次に、厚さ80μmのポリビニルアルコールフィルムを基材シートとした。
【0049】
先に得られた化粧された表面シートのプライマー面が前記の基材シート側となる様にして、両シートを重ねて、輪転式の熱プレスエンボス機を用い、両シートを積層接着した。その際ラミネート(ニップ)ロールのうち、表面シート側に来るロールを金属ロールとし、表面に欅木目導管溝の凹凸を形成してなるエンボスロールとして、両シートを積層、接着すると同時に表面シートの表面に凹凸模様をエンボス加工して、本発明の化粧シートを製造した。
エンボス条件は、エンボス時シート加熱温度・・・165°C
シート送り速度・・・15m/分
エンボス版面温度・・・40°C
であった。
この化粧シートを土の中へ廃棄したところ、3か月後には、ほぼ分解していた。
【0050】
実施例3
顔料として弁柄、チタン白、黄鉛を添加して黄褐色に着色してなるプルランのシート(曲げ弾性率が3000kg/cm2 )を基材シートとする。この基材シートの表面に、コロナ放電処理を施した上に、プルランをバインダーとしこれに顔料を添加した着色インキを用いて、全面ベタ印刷及び杉柾目模様をグラビア印刷した。その上に、ヘキサメチレンジイソシアネートを硬化剤とし、アクリルポリオールを主剤とする2液硬化型ポリウレタン接着剤を10g/m2 (乾燥時)塗布して希釈溶剤を乾燥させ、その上に表面シートとしてベンゾトリアゾール系の紫外線吸収剤を2重量%添加した、厚さ50μmのプルランからなる透明シートを積層、加圧し、40°C雰囲気中で4日間養生して該印刷インキ及び接着剤を架橋硬化させて、化粧シートを得た。
この化粧シートを土の中へ廃棄したところ、3か月後には、ほぼ分解していた。
【0051】
実施例4
セルロースアセテート100重量部をベースにベンゾトリアゾール系紫外線吸収剤を2重量部添加した厚さ80μmの未延伸シート(曲げ弾性率が3000kg/cm2 )を基材シートとした。
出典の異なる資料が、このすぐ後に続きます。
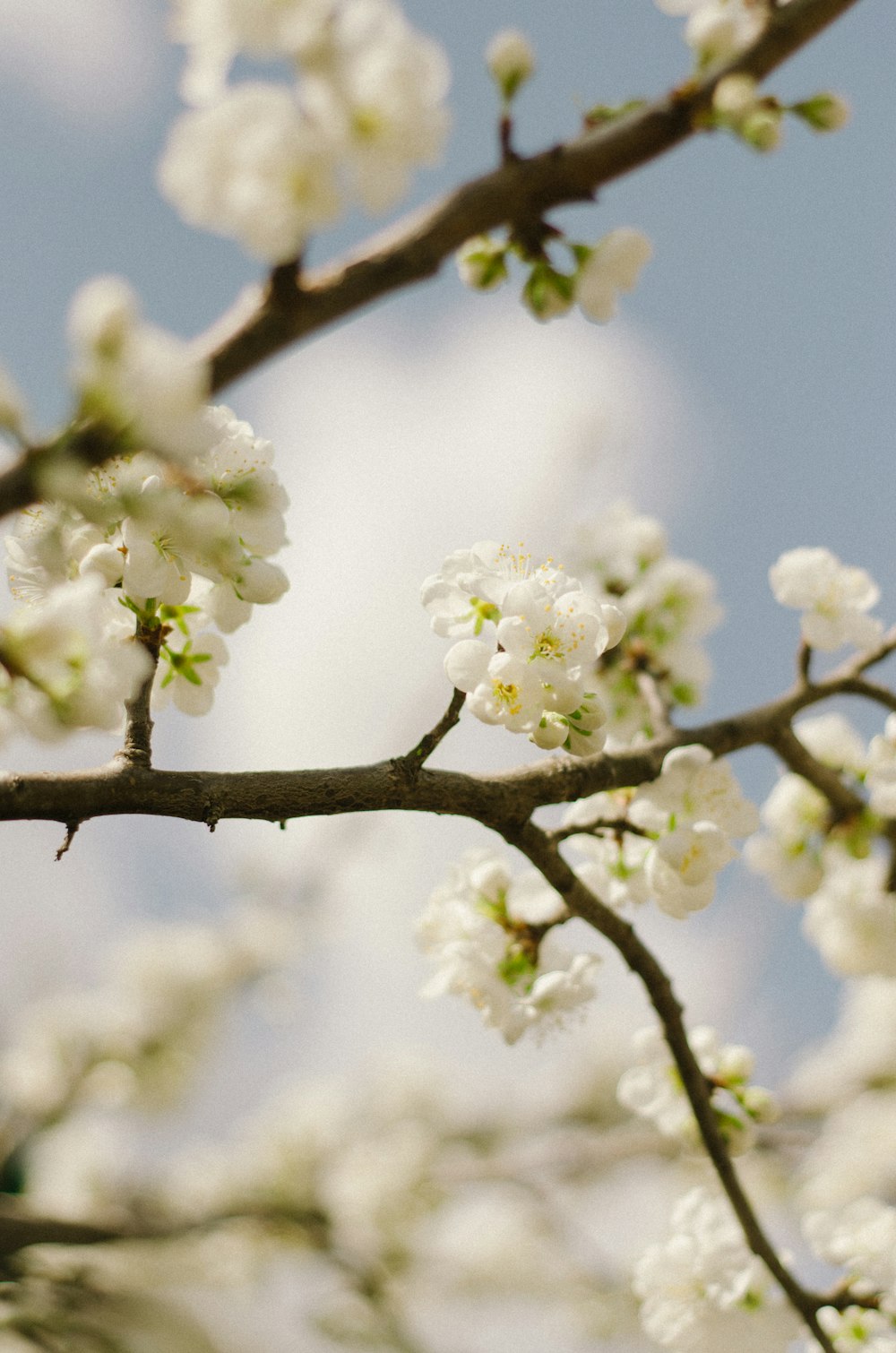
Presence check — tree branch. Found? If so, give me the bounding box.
[0,0,858,514]
[0,653,892,831]
[504,823,849,1353]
この基材シートの片面に、コロナ処理を施し、セルロースアセテートをバインダーとし、これに顔料を添加したインキで欅板目柄をグラビア印刷を施して、本発明の化粧シートを製造した。
この化粧シートを土の中へ廃棄したところ、3か月後には、ほぼ分解していた。
【0052】
比較例1
実施例1の基材シート、表面シートとして、厚さ80μm、延伸倍率3倍の2軸延伸ポリプロピレンシート(曲げ弾性率が9000kg/cm2 )を用いた。その他は実施例1と同じとした。
この化粧シートを土の中へ廃棄したところ、3か月以上経過しても分解する様子はなかった。
【0053】
比較例2
実施例2の基材シート、表面シートとして、厚さ80μm、延伸倍率3倍の2軸延伸ポリプロピレンシート(曲げ弾性率が9000kg/cm2 )を用いた。その他は実施例2と同じとした。
この化粧シートを土の中へ廃棄したところ、3か月以上経過しても分解する様子はなかった。
【0054】
比較例3
実施例3の基材シート、表面シートとして、厚さ80μm、延伸倍率3倍の2軸延伸ポリプロピレンシート(曲げ弾性率が9000kg/cm2 )を用いた。その他は実施例3と同じとした。
この化粧シートを土の中へ廃棄したところ、3か月以上経過しても分解する様子はなかった。
【0055】
比較例4
実施例4の基材シートとして、厚さ80μm、延伸倍率3倍の2軸延伸ポリプロピレンシート(曲げ弾性率が9000kg/cm2 )を用いた。その他は実施例4と同じとした。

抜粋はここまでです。